More “How are you?”

Following up on my posting on “How are you?” (and the answer “(I’m) fine”): mail to the NYT. A response much like mine, but more detailed, from linguist Deborah Tannen, and another peeve about conventional idioms of social life.

From Tannen:

Re “The ‘How Are You?’ Culture Clash” (Op-Ed, Jan. 20):

Alina Simone illustrates a universal of cross-cultural communication: the tendency to take literally expressions that members of another culture use idiomatically. Greetings are prime examples because they are among the most ritualized expressions in any culture.

… What’s sad is how ready we all are to draw negative conclusions about members of a different culture because they so clearly don’t mean what they say, even as we ourselves are blithely using idioms and formulaic expressions without giving a thought to what a literal interpretation of their meaning would imply — or would lead outsiders to think about us.

In my earlier piece, I listed several formulaic social idioms that people object to because they’re (perceived to be) new.
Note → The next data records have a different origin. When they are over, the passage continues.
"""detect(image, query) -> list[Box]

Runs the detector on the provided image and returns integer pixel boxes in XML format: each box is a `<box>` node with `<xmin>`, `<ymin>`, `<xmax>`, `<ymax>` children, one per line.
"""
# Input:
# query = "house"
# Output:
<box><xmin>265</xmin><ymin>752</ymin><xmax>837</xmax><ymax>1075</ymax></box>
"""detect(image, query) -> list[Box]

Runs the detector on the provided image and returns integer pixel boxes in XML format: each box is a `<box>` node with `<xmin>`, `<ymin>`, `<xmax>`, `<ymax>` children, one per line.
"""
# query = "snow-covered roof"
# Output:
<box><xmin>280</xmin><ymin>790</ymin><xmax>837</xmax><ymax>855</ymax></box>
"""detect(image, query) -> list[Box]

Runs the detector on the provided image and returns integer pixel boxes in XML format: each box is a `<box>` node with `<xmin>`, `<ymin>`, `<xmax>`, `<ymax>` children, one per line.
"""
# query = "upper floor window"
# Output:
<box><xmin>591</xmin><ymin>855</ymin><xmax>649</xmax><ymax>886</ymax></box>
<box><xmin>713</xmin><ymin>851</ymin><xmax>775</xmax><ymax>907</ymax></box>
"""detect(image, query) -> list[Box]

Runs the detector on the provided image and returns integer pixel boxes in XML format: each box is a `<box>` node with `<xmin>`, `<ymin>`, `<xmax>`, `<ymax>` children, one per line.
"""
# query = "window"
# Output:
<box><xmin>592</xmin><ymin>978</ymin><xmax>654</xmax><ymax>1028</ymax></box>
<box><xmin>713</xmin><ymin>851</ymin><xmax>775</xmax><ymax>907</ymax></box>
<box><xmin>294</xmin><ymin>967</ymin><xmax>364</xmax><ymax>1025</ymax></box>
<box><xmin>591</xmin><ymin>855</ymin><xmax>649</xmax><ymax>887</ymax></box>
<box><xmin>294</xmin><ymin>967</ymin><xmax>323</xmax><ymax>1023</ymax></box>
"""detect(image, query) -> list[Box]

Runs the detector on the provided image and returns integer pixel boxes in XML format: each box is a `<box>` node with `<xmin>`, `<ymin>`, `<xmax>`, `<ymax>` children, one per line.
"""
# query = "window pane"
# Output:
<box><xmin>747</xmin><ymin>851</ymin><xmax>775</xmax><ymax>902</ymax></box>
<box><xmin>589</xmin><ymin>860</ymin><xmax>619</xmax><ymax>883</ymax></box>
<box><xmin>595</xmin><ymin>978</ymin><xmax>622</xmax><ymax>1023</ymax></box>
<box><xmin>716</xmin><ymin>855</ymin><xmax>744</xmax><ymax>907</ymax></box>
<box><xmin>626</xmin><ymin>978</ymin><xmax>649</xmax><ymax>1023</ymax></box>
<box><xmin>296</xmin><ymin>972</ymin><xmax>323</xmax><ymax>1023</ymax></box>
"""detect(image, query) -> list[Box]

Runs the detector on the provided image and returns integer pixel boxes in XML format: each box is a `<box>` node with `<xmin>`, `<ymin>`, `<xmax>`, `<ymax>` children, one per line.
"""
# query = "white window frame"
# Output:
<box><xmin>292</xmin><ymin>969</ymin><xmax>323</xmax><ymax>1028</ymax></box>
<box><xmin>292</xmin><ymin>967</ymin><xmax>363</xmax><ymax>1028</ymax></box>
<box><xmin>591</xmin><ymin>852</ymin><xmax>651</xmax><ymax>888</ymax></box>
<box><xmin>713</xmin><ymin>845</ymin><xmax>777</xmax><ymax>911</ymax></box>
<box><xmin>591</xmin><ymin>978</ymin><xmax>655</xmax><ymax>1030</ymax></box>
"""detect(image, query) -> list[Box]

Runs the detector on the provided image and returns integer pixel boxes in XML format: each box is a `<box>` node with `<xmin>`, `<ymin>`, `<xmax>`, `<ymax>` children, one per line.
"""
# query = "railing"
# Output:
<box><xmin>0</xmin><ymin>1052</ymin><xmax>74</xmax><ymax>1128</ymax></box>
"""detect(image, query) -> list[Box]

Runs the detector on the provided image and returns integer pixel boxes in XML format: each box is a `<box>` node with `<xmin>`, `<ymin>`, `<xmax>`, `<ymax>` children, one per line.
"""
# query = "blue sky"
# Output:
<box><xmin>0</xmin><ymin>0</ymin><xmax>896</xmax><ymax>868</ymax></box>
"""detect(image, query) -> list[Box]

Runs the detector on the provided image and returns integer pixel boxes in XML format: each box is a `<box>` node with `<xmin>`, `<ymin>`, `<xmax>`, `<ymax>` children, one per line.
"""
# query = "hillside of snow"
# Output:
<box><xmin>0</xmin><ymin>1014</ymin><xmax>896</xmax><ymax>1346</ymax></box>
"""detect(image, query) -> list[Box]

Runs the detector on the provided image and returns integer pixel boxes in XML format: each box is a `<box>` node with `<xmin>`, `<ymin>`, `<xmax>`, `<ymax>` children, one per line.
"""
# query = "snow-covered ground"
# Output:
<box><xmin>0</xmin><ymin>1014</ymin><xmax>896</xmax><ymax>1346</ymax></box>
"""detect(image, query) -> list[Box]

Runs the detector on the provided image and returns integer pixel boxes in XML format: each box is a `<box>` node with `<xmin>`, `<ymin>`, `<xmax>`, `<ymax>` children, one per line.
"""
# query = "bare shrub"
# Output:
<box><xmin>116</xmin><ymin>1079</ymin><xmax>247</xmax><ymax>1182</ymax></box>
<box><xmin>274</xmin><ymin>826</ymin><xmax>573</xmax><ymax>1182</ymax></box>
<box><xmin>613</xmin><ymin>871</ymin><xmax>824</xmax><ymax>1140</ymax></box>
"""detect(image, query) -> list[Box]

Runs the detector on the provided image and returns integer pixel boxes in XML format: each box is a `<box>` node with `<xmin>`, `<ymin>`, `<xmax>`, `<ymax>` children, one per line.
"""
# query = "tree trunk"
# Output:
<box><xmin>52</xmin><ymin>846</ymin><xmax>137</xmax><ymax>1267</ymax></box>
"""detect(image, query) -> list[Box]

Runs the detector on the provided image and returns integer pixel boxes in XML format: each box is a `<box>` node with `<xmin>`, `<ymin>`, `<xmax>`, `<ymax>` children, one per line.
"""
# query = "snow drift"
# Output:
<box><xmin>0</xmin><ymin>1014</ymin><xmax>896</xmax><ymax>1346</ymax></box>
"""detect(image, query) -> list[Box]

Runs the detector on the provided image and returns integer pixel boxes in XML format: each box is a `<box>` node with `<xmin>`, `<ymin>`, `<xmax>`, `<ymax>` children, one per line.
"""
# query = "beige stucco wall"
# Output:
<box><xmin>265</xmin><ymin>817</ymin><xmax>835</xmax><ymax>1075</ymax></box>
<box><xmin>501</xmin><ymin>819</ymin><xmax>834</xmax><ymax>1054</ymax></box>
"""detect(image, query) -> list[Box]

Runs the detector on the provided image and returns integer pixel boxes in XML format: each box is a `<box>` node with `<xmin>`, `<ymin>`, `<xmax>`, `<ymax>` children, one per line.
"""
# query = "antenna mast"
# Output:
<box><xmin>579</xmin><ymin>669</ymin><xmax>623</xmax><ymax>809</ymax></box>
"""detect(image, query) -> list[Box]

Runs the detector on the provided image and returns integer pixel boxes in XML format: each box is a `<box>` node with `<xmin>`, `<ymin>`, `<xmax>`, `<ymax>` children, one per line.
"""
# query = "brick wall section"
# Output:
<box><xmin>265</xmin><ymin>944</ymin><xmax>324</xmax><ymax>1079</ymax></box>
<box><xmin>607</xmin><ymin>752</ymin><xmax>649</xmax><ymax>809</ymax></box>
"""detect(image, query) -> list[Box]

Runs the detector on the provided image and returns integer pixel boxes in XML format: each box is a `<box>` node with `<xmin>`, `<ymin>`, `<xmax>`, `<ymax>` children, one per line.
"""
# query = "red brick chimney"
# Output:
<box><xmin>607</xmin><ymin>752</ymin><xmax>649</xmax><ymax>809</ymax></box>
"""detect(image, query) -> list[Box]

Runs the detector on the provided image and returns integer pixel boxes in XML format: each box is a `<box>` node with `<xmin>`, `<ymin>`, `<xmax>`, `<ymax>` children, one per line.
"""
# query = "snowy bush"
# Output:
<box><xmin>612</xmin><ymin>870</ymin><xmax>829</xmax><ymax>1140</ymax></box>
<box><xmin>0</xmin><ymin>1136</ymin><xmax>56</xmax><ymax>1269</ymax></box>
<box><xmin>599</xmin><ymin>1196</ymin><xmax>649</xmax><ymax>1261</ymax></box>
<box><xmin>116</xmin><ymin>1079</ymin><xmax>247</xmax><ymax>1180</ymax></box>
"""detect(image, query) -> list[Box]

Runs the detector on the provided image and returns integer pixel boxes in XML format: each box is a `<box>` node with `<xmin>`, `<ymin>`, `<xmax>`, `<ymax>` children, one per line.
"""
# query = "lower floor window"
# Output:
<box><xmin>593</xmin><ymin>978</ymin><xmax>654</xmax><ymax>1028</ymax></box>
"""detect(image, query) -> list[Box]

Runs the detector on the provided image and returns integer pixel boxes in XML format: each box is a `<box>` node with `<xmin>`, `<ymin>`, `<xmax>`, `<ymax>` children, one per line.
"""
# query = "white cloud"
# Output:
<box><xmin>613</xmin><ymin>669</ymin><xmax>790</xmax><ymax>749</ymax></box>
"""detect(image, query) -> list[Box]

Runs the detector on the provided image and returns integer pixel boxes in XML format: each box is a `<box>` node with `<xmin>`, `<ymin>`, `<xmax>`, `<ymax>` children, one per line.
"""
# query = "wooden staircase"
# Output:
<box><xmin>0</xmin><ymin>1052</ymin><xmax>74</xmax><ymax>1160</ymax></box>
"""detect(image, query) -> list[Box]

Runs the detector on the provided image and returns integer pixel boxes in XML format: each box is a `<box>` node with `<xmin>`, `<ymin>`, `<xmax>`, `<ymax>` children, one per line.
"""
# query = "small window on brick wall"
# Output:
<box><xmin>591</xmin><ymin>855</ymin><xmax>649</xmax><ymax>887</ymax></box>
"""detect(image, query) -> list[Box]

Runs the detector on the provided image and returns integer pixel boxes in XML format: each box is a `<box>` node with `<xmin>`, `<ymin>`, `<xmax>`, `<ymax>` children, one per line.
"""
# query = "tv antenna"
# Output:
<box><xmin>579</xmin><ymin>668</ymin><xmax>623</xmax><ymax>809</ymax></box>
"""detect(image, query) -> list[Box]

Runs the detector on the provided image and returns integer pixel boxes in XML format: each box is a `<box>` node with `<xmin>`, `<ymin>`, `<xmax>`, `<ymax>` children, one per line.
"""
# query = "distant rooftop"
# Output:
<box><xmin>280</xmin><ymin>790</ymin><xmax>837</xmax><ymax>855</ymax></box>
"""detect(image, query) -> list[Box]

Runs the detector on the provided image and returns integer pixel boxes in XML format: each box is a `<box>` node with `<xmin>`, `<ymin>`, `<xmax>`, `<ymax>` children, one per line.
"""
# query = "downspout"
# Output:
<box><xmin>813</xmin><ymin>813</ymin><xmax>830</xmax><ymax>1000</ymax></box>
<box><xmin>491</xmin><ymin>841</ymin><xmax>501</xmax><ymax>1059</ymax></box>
Another letter to the NYT adds one more:

Alina Simone’s excellent and amusing parsing of the common greeting and automatic response “fine” leads to a pet peeve: the standard departing shot “have a nice day.” In the last decade or so, this substitute for “goodbye” has been ratcheted up.

I am now, more often than not, implored to have a “great” day, or on the occasion when I am bid adieu by some teenage retail clerk, I am often imposed upon to have a “totally awesome” day.

John Carbone
, Louisville, Ky., Jan. 20, 2014

I doubt that “Have a nice day” is as recent as Carbone thinks, though it certainly has spread.

(All this makes me wonder how long “See ya” and “Later” as colloquial substitutes for “Goodbye:” have been around.)